Mário Henrique Leiria
quinta-feira, 4 de junho de 2015
quarta-feira, 3 de junho de 2015
terça-feira, 2 de junho de 2015
When I read the book, the biography famous,
And is this then (said I) what the author calls a man's life?
And so will some one when I am dead and gone write my life?
(As if any man really knew aught of my life,
Why even I myself I often think know little or nothing of my real life,
Only a few hints, a few diffused faint clews and indirections
I seek for my own use to trace out here.)
(Walt Whitman)
segunda-feira, 1 de junho de 2015
Porque dança ele?
Em casamentos e festas afins sempre gostei daquele momento, logo após as
barrigas estarem devidamente atulhadas de provisória felicidade, no
qual a música soa e a pista de dança se abre para um mau videoclip
instantâneo. Agora, neste campo de batalha onde rufam os tambores da
sociabilidade e do Anselmo Ralph, surgem todo o tipo de pezinhos,
trejeitos e jingares. Há as crianças, das quais muitas ainda sem essa
glândula chamada pudor, que saltam logo para o soalho arrancando palmas
pela coreografia acertadíssima; há as senhoras de meia idade que, entre a
folga do vestido e a maquilhagem vagamente exagerada, tentam sacudir o
torpor do quotidiano; há os foliões e os bêbados, também ele pintalgados
de vinho nas bochechas e nos beiços, que estraçalham de igual modo o
bacalhau do Quim ou a valsa do Strauss; e há os mais jovens, vintes,
trintas, muitos deles a olhar o palco com um misto de altivez e receio,
como quem diz "eu sou melhor do que isto, mas se eu quisesse...".
Sem pertencer a algum destes grupos o que mais me intriga é aquela pessoa que não estando
necessariamente bêbada (ou estando-o) vai ao palco da sociabilidade e
dança a um ritmo feroz.
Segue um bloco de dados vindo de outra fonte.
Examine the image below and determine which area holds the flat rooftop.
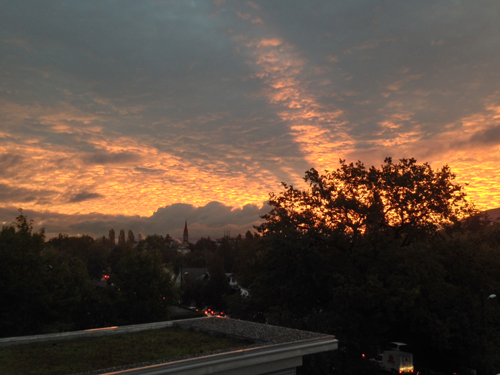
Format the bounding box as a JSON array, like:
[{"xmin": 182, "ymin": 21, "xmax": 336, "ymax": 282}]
[{"xmin": 0, "ymin": 318, "xmax": 338, "ymax": 375}]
Pulos no mármore, coreografias impossíveis que
desafiam a gravidade, desfazendo todos os compassos numa energia appassionata,
como se diz. À primeira vista, passando a euforia do álcool, podemos
pensar numa extrema alegria que contém em si uma extrema tristeza. O
mais fascinante nem é isso, é mesmo uma questão de ritmo. Na pista de
dança cada música confere aos seus executantes um intervalo de
tolerância consoante a idade/estatuto/grupo social, o qual lhe permite acompanhar de forma mais ou
menos próxima do timbre, a alegria, a tristeza, em geral, o sentimento,
veiculado pelas notas. Agora, no caso destas senhores (são sobretudo
homens) esse intervalo é estilhaçado e a aceleração extrema da alegria,
num ritmo ele próprio alegre, pode redundar numa denúncia de tristeza.
Quem disfarça demasiado bem, descobre-se, é esse o pobre princípio do
vigoroso bailarino ou do lacrau na areia do deserto africano.
Mas tudo isto só podem ser teorias de trastes de pé de chumbo ou de exegetas apressados que não dançam. Aliás já muito se tem citado o Beckett naquela frasezinha: Dance first. Think later. It's the natural order.
Mas perdoem que continue a intrigar-me: porque dança ele? Ou melhor, o que é que revelam os seus gestos para lá dos 13% de um Alvarinho?